We can relish the latest clash of styles between cosseted, serene Silicon Valley and twitchy, aggressive Wall Street.

We can even approach Einhorn’s suggestion that Apple (Nasdaq: AAPL) issue preferred stock to its common shareholders as a creative solution to the puzzle of unlocking Apple’s obvious but recently elusive value. Briefly, the advantage of this approach is that it lets income investors uneasy with the technology industry’s risks enjoy a solid income stream backed by impressive assets, while giving growth investors a slightly more leveraged bet on Apple’s continued ability to innovate.

Einhorn says Apple has heard him out and disagrees, and the company has every right to do so. What’s not fine is its attempt to foreclose on the very possibility of issuing preferred stock by bundling this change with introduction of majority voting for directors.

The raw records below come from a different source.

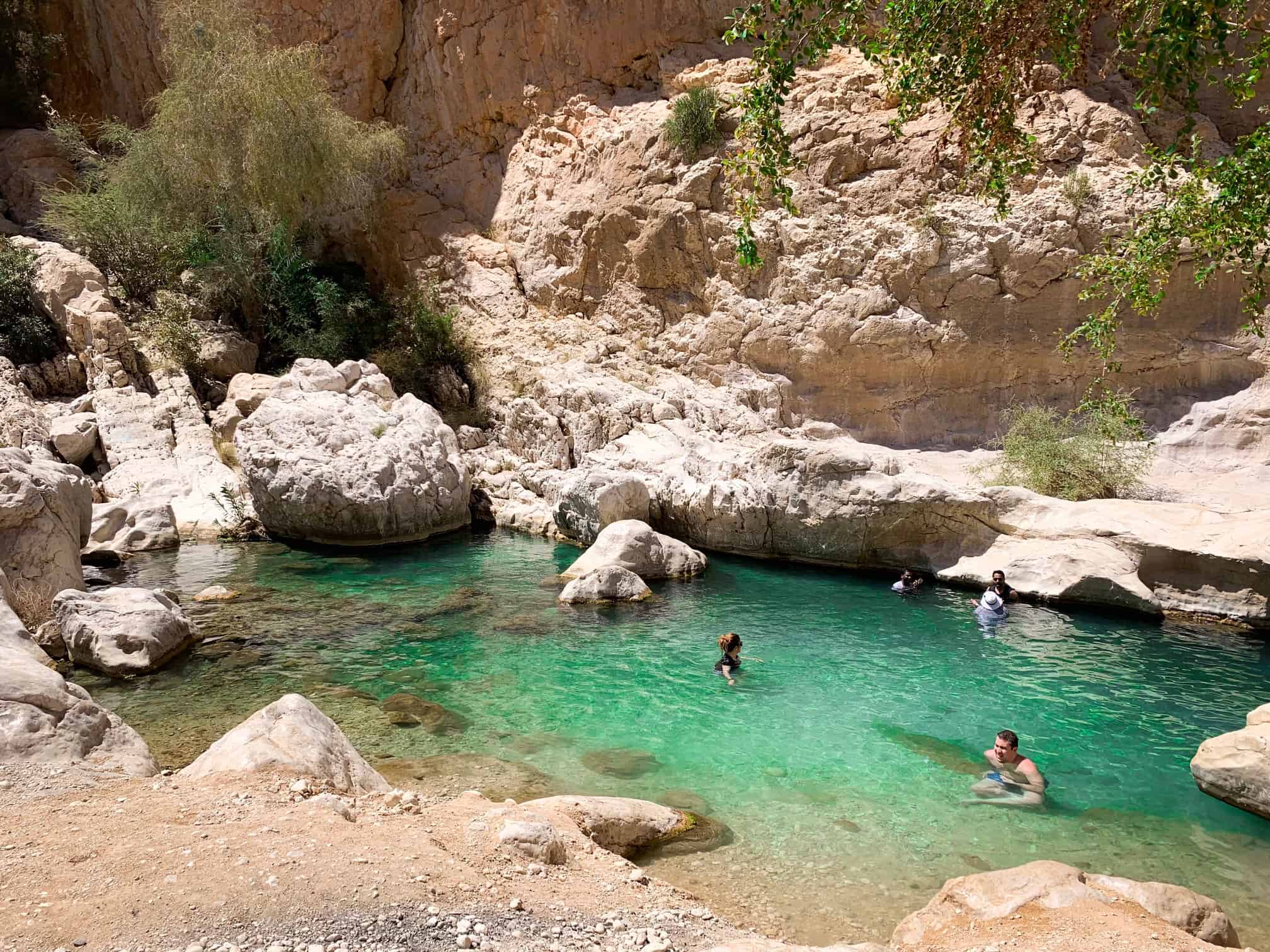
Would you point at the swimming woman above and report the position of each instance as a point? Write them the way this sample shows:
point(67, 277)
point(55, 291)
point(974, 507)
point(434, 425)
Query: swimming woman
point(731, 662)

That’s the simple point over which Einhorn has taken Apple to court. And even if the judge doesn’t agree with the hedge fund manager’s claims that doing so violates Securities and Exchange Commission rules, Apple ought not resort to such tricks. They undermine what’s left of the principle of shareholder democracy, wrongly shielding managers and boards of companies from oversight by their employers (shareholders.)

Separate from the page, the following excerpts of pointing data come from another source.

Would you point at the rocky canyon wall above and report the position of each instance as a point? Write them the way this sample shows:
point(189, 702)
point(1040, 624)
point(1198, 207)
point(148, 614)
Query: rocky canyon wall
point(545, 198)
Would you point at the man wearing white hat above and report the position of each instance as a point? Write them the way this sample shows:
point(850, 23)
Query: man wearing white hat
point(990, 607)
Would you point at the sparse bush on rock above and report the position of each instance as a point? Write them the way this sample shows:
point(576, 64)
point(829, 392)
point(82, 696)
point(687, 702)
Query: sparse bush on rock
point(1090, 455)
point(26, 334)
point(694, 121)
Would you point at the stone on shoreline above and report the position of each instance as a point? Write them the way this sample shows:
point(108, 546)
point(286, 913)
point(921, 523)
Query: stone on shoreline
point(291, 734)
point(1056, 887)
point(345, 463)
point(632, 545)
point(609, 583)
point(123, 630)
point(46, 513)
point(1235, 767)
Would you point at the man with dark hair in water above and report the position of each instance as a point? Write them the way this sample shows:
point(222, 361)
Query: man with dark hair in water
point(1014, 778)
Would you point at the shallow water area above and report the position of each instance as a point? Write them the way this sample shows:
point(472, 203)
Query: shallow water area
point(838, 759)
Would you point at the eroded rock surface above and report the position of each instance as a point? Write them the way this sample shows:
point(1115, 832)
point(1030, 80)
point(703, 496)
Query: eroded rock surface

Now, Apple finds itself in court at all only because unlike Google (Nasdaq: GOOG) and Facebook (Nasdaq: FB) it never resorted to a separate share class handing founders effective control without ownership of a majority stake. So, to that extent at least, it’s less of a sinner against a bedrock principle of capitalism.

And there will be those who say none of these companies is doing anything wrong because shareholders are free to vote with their feet, and in the case of Google and Facebook knew about the separate-and-unequal deal going in.

But Apple’s shareholders didn’t sign up for the bundling of a controversial proposal with unrelated and uncontroversial ones. And any precedent set here could be applied by less scrupulous managers of less admired companies to insulate themselves from legitimate demands.

Apple doesn’t need to resort to this. And by virtue of its size and position it has a greater social responsibility, as CEO Tim Cook has acknowledged. This would be a good time to walk the walk and let shareholders foreclose the possibility of ever issuing preferred stock, or not, on the merits of that proposal, and that proposal only.

UPDATE: Apple now says that its proposal would not rule out the issuance of preferred stock, only the issuance of such stock without a vote by shareholders. Great. Let shareholders vote that change up and down as a standalone, and help unclog our overburdened court system.